Такой была шало-шальвинская вотчина, к хозяйствованию которой готовил себя Платон чуть ли не с отроческих лет. Он еще на школьной скамье говорил своим сверстникам, кто и кем будет, кого и куда назначит он. Самым первым и самым главным над всеми заводами назывался Родик Скуратов, не потому, что он его молочный братик, а потому, что он верит ему во всем и доверяет ему все тайны, и даже такие, которые он не имел права знать сам, а узнавши, обязан был их тут же забывать.

Родик честен, смел, откровенен. И что самое главное – Родион не даст в обиду работающих на заводах, чего не могут сделать назначенные отцом управлять и начальствовать. Не могут, потому что они «из другого теста». Так говорит отец Родика, его мать и почти все рабочие люди.

Платон с детства знал свои заводы, любовался ими. Любовался до тех пор, пока не увидел в Англии, Германии, Франции, Бельгии несравнимое с тем, чем гордился его отец. Он мог называть большими успехами достигнутое им по отношению к заводам своих соседей, едва поднявшихся над варварством мануфактур. В остальном же отцовские преуспевания значили так мало, что невозможно было сказать вслух.

Ему очень жаль отца и стыдно за него, называющего преуспеванием мизерные новшества.
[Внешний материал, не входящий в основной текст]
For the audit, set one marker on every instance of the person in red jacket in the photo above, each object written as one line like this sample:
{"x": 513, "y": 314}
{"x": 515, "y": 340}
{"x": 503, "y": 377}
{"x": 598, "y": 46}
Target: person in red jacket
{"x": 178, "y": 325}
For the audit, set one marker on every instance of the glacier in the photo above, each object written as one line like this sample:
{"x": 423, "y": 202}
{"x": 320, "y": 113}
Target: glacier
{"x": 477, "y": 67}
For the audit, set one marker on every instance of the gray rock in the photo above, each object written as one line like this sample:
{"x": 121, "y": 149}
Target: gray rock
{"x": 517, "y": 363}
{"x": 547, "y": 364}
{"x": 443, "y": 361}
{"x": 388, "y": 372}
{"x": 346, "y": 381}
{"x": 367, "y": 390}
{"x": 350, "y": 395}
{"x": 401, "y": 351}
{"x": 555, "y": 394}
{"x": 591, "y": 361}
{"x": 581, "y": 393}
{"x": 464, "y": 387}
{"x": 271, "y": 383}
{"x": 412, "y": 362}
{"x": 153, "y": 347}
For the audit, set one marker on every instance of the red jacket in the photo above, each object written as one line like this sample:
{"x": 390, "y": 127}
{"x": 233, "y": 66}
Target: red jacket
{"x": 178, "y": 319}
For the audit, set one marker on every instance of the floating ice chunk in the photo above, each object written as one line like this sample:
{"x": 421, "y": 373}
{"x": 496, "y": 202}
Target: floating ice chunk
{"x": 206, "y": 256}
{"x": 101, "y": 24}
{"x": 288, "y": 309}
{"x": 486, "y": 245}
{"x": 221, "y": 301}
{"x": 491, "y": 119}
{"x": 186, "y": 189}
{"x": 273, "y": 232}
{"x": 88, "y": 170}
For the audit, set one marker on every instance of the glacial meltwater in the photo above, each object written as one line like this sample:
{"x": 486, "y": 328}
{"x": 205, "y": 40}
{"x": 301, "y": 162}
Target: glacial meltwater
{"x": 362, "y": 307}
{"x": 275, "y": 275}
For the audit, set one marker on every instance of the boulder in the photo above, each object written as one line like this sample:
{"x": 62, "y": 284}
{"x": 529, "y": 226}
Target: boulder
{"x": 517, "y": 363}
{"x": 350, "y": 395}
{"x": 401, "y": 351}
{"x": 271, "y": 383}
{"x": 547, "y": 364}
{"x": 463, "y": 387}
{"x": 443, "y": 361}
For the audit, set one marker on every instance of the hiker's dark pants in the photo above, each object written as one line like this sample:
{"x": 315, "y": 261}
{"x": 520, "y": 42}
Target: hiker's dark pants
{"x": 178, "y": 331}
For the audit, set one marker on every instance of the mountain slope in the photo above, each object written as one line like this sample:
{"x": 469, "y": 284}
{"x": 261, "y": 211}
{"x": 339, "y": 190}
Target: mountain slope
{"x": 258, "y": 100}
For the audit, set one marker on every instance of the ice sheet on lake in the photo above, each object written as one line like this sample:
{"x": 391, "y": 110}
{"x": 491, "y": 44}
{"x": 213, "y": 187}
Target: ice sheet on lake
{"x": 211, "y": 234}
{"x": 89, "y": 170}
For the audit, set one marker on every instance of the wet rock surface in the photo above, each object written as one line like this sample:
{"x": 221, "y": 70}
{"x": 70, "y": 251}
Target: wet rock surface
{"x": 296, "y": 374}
Что из того, что его отец сумел подняться над изнуряющей человека кустарщиной. Как сказать отцу, что невелика заслуга ползущего, перегнавшего стоящего и лежащего. Нелегко заявить об этом и человеку, который был обязан совершенствовать заводы, получавшему от Акинфиных огромное вознаграждение за его очевидное безделие.

Человек этот звался Феофаном Григорьевичем Шульжиным. Он был кумиром отца, доверившего ему свои заводы, называл его достойнейшим из всех управителей, каких он знавал на своем веку. Лука Фомич был не прочь женить своего младшего сына Клавдия на дочери Шульжина Кэт. И этим самым заполучить радение за акинфинские заводы управителя, ставшего родней.

Отец наказывал Платону, и он помнит дословно напутственное наставление:

«Не гнушайся, Платоша, и малыми советами Феофана Григорьевича, в них всегда скрыта большая мудрость умения повелевать и править. И он по первости поднатаскает тебя, сын мой, в этой трудной науке хозяйствования».

Милое охотничье, собачье словцо «поднатаскает»! В чем? В том, что не известно ему самому? Что чуждо ему со дня рождения? Чуждо всей его природе. Чуждо образу его мышления, его боязни встретиться с теми, кому обязаны все на этих заводах, и теми благами, которые он получает.